Using the DELPHI API to access infectious disease data

by Nick

Posted on 01 September, 2016

This week I attended a workshop at the CDC about last year’s FluSight challenge, a competition that scores weekly real-time predictions about the course of the influenza season. They are planning another round this year and are hoping to increase the number of teams particiating. Stay tuned to this site for more info.

At the workshop, I learned about DELPHI’s real-time epidemiological data API. The API is linked to various data sources on influenza and dengue, including US CDC flu data, Google Flu Trends, and Wikipedia data. There is some documentation and minimal examples, and this post documents a more robust and complete example for using the API via R. I’ll note that the CDC’s influenza data, can also be accessed via the cdcfluview R package, which I’m not going to discuss here and I will focus here on accessing some of the other data sources. Here’s a teaser of this data that you can also interactively explore on the DELPHI EpiVis website:

Setup

Let’s start by loading the R script containing the relevant methods needed to access the API.

source("https://raw.githubusercontent.com/undefx/delphi-epidata/master/code/delphi_epidata.R")
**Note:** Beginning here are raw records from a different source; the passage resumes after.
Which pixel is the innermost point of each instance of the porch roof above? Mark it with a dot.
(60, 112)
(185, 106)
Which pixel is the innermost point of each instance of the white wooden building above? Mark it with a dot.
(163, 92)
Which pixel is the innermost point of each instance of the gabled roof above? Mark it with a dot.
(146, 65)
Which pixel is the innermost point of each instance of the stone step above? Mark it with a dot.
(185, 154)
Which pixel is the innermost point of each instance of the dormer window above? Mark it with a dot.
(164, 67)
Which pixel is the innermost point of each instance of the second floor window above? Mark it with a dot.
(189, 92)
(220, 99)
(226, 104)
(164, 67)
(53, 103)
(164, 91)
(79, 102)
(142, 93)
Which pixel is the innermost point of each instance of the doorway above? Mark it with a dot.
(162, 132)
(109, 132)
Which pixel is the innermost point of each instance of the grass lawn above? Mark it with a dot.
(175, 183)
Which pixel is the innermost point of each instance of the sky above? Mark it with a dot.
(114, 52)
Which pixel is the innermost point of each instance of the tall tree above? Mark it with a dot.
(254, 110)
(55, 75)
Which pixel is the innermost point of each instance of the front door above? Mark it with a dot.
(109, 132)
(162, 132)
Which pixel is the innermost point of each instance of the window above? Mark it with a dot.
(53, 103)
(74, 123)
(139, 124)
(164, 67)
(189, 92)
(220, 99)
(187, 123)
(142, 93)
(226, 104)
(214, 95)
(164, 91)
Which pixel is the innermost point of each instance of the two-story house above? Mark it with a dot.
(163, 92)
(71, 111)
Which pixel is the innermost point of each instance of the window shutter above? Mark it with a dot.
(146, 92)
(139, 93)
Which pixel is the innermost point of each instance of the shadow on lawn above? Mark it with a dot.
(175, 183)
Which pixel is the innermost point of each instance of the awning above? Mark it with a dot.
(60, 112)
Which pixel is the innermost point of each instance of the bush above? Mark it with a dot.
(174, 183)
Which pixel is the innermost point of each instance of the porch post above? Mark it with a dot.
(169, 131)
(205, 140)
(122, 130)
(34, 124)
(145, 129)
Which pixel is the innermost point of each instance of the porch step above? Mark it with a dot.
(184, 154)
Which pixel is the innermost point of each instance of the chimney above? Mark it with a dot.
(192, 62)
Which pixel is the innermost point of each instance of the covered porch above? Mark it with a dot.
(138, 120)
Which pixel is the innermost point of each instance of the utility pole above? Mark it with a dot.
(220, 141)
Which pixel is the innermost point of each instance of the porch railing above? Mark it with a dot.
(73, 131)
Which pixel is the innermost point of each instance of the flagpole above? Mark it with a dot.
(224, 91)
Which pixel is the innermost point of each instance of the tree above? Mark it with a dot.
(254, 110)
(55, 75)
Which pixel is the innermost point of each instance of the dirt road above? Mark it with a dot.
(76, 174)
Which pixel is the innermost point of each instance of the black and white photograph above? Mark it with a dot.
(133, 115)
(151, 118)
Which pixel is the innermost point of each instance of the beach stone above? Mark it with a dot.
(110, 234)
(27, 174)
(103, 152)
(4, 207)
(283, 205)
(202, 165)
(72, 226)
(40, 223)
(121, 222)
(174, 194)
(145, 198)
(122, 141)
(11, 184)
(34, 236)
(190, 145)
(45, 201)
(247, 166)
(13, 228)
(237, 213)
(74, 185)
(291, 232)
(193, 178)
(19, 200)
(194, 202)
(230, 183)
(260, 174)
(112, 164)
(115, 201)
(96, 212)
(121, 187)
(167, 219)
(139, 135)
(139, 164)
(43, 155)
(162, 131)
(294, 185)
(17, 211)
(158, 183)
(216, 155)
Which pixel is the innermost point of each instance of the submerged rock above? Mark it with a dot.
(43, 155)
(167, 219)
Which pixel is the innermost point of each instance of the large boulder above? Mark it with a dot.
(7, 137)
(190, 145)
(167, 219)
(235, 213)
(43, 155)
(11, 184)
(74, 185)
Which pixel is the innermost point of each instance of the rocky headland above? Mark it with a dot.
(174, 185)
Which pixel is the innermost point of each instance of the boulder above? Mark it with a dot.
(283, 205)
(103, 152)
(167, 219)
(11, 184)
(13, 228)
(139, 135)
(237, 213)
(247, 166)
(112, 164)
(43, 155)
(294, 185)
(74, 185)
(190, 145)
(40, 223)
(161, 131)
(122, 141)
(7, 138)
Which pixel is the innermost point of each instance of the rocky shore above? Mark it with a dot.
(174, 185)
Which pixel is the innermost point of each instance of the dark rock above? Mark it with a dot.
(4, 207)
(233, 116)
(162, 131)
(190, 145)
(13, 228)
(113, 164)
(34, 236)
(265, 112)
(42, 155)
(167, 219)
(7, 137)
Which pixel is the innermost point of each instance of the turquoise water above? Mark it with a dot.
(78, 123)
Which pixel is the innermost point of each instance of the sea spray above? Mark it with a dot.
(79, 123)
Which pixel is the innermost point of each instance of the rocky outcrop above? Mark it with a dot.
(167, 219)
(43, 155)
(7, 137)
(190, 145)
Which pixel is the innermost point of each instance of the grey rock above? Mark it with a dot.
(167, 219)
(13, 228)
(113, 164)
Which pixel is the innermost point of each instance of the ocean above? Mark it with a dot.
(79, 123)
Then, load in two packages that we will use to tidy and plot the data.

library(MMWRweek)
library(ggplot2)

Dengue data from Taiwan CDC

Here is some code that pulls data from Taiwan’s NIDSS, specifically asking for nationwide data, and data from the central region. A complete list of regions and locations are available. Also, I’ve specified a range of weeks from the first week of 2010 (201001) to the last week of 2016 (201653).

res <- Epidata$nidss.dengue(locations = list('nationwide', 'central'), 
                            epiweeks = list(Epidata$range(201001, 201653)))

The above command should pull data down into your current session, but it will be a little bit ‘list-y’, so here is some code I wrote to clean it up and make it a bit more of a workable dataset in R.

df <- data.frame(matrix(unlist(res$epidata), nrow=length(res$epidata), byrow=T))
colnames(df) <- names(res$epidata[[1]])[!is.null(res$epidata[[1]])]
df$count <- as.numeric(as.character(df$count))
df$year <- as.numeric(substr(df$epiweek, 0, 4))
df$week <- as.numeric(substr(df$epiweek, 5, 6))
df$date <- MMWRweek2Date(MMWRyear = df$year, MMWRweek = df$week)

Note the use of the MMWRweek2Date() function that gives us a date column in our data frame. And here is a plot of the resulting data.

ggplot(df, aes(x=date, y=count, color=location)) + geom_point() + scale_y_log10()

Wikipedia data

Let’s try loading some of the Wikipedia data on influenza and other related terms. The article. I think this reflects the number of hits on pages of certain articles, although I’m not sure.

res <- Epidata$wiki(articles=list("influenza", "common_cold", "cough"),
                    epiweeks=list(Epidata$range(201101, 201553)))
df <- data.frame(matrix(unlist(res$epidata), nrow=length(res$epidata), byrow=T))
colnames(df) <- names(res$epidata[[1]])[!is.null(res$epidata[[1]])]
df$count <- as.numeric(as.character(df$count))
df$year <- as.numeric(substr(df$epiweek, 0, 4))
df$week <- as.numeric(substr(df$epiweek, 5, 6))
df$date <- MMWRweek2Date(MMWRyear = df$year, MMWRweek = df$week)
ggplot(df, aes(x=date, y=count, color=article)) + 
  geom_point() + 
  geom_smooth(span=.1, se=FALSE)

Happy data exploring!

UPDATE: (2 Sept 2016) Roni Rosenfeld, the head of the DELPHI group at CMU, pointed out and asked me to mention that David Farrow was the force behind the creation of the epidata API and the epivis tool.